Eines der wichtigsten Ergebnisse des Projekts wird die Amelia-Plattform sein, deren Veröffentlichung für November geplant ist. Sie wird Wirtschafts-, Klima- und Umweltindikatoren integrieren, um die Anfälligkeit und Bereitschaft von Unternehmen und Gebieten zu bewerten. Ziel ist es, ein georeferenziertes Open-Data-Tool anzubieten, das sowohl für Institutionen als auch für das Produktionssystem nützlich ist.
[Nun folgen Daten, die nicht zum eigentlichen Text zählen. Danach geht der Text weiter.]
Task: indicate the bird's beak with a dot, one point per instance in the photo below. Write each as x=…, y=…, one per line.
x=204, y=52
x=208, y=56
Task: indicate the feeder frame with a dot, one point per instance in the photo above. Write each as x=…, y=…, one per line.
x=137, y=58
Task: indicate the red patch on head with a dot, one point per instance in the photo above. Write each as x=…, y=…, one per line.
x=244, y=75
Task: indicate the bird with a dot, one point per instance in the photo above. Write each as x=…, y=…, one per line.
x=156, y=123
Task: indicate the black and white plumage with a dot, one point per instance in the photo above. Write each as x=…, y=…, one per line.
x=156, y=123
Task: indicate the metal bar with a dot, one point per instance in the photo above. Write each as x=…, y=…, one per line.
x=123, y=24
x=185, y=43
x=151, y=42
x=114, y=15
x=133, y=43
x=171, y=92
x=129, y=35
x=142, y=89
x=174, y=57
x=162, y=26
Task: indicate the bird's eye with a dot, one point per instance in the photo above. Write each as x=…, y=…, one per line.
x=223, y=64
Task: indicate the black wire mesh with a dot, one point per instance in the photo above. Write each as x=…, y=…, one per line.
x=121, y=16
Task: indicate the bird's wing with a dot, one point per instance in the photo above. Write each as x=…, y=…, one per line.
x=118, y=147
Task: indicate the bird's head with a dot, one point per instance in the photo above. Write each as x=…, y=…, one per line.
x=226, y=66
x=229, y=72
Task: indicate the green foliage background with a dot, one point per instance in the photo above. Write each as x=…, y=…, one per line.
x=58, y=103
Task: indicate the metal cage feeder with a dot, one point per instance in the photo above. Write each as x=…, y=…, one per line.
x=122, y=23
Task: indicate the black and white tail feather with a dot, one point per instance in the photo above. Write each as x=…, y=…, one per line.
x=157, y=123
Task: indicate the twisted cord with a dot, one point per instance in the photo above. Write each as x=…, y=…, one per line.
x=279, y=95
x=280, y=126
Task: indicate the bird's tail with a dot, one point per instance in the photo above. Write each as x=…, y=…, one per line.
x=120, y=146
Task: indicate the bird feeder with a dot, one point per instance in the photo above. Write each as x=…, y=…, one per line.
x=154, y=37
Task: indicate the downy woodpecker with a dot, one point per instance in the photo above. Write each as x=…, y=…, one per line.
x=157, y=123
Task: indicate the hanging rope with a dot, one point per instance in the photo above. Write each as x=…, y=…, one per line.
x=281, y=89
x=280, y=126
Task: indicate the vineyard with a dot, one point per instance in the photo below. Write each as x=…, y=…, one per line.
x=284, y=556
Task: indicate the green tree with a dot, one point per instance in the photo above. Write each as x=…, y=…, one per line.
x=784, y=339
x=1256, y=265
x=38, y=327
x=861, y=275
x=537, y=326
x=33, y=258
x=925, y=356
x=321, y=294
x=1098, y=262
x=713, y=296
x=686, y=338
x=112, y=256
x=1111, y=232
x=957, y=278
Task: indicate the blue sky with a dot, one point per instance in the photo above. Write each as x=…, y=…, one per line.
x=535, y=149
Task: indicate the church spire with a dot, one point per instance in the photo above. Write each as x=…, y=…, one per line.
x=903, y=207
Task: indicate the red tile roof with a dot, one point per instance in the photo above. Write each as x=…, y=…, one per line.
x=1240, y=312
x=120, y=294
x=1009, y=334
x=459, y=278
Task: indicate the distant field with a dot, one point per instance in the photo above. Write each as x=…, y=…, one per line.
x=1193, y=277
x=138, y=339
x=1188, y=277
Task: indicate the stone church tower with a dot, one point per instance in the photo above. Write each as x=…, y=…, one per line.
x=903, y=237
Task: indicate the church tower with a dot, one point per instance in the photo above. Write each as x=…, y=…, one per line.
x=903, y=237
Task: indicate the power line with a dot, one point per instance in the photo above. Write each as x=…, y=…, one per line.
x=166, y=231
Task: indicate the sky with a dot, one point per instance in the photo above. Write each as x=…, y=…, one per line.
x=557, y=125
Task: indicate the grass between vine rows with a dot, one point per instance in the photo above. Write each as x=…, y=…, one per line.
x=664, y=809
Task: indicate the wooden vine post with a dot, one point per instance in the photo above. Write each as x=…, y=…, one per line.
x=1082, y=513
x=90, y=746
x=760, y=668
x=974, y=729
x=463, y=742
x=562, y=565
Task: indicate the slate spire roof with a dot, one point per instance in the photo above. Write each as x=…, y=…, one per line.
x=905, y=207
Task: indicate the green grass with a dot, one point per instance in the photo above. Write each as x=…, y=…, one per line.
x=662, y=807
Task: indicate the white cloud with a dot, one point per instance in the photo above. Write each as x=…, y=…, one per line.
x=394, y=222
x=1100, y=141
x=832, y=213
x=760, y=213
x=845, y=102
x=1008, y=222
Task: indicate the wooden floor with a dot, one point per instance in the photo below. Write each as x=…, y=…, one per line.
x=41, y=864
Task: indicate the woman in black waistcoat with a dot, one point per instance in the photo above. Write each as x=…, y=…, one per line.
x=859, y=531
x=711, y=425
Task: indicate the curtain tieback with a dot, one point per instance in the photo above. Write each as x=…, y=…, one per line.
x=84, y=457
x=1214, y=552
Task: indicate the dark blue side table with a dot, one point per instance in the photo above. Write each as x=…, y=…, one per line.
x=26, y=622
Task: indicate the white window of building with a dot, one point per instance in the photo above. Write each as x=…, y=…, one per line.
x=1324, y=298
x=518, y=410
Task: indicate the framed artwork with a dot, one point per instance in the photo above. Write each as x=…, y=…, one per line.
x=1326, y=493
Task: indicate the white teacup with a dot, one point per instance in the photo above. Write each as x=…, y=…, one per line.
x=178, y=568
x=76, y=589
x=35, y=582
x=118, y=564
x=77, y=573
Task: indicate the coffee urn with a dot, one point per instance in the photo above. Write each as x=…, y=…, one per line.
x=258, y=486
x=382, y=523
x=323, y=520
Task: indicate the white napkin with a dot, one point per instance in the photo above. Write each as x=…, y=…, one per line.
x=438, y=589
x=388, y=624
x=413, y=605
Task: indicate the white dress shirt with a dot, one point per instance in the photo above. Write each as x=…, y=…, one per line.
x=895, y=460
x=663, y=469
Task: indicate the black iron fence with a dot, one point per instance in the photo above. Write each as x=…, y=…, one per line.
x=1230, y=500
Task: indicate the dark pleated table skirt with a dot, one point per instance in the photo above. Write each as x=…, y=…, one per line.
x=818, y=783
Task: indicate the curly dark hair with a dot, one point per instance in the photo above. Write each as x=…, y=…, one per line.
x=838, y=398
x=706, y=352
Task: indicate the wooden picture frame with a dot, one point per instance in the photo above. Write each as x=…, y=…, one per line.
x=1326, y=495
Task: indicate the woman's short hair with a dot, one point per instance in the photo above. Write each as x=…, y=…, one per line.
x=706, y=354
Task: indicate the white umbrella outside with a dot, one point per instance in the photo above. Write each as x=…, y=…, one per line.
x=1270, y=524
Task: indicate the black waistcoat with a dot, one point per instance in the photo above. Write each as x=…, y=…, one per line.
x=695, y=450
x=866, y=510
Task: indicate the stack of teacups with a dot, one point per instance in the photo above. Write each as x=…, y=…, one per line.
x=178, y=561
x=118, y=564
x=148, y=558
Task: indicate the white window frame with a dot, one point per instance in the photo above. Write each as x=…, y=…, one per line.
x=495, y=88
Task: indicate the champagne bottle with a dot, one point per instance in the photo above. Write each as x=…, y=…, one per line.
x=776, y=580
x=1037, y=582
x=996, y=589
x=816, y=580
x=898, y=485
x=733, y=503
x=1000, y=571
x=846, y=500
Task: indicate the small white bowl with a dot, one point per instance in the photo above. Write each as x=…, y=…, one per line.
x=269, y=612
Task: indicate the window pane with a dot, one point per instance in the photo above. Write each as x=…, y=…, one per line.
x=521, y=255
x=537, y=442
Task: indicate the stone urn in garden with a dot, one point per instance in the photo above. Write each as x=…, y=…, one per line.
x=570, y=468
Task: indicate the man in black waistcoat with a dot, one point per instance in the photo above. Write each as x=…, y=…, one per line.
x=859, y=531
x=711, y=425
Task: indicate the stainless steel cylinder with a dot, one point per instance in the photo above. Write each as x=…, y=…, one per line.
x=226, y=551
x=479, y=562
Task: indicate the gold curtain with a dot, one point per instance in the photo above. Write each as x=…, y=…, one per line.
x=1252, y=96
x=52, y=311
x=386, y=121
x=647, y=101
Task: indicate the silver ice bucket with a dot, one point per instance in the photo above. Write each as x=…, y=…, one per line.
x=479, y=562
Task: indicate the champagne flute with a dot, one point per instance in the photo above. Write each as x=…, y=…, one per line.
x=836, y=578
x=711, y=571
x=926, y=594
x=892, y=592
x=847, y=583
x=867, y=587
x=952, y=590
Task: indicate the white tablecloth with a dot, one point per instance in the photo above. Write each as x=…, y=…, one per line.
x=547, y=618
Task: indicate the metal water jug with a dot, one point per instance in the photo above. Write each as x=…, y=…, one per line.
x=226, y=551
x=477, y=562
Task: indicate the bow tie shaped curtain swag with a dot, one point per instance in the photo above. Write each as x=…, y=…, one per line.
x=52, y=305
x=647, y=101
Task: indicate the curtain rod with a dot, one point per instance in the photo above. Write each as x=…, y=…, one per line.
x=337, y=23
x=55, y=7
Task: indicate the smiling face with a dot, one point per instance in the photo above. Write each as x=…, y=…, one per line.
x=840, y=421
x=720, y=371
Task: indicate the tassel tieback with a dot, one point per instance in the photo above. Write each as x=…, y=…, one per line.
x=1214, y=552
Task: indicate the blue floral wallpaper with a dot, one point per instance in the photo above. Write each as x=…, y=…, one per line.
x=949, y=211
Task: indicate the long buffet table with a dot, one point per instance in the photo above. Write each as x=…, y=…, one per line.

Gemeinsam mit Exprivia und Fondazione Links entwickelt das Team interaktive Dashboards, die Unternehmen dabei helfen , ihre Wettbewerbsposition aus einer ESG-Perspektive zu bewerten . Darüber hinaus wird dank der Zusammenarbeit mit Reply ein Projekt zur künstlichen Intelligenz entwickelt, um Unternehmensbilanzen zu analysieren und Anzeichen für eine Gefährdung durch Klimarisiken zu erkennen. Die Untersuchung zeigt, dass das Klimabewusstsein italienischer Unternehmen noch immer unzureichend ist . Ohne entsprechende Investitionen laufen Unternehmen Gefahr, auf die immer deutlicher spürbaren Auswirkungen des Klimawandels und der Umweltschutzbestimmungen nicht vorbereitet zu sein. Die Herausforderung für die Zukunft wird darin bestehen, dieses Bewusstsein in konkrete Maßnahmen umzusetzen und so zu verhindern, dass aus dem „Abwarten“ langfristig ein Mangel an Wettbewerbsfähigkeit wird.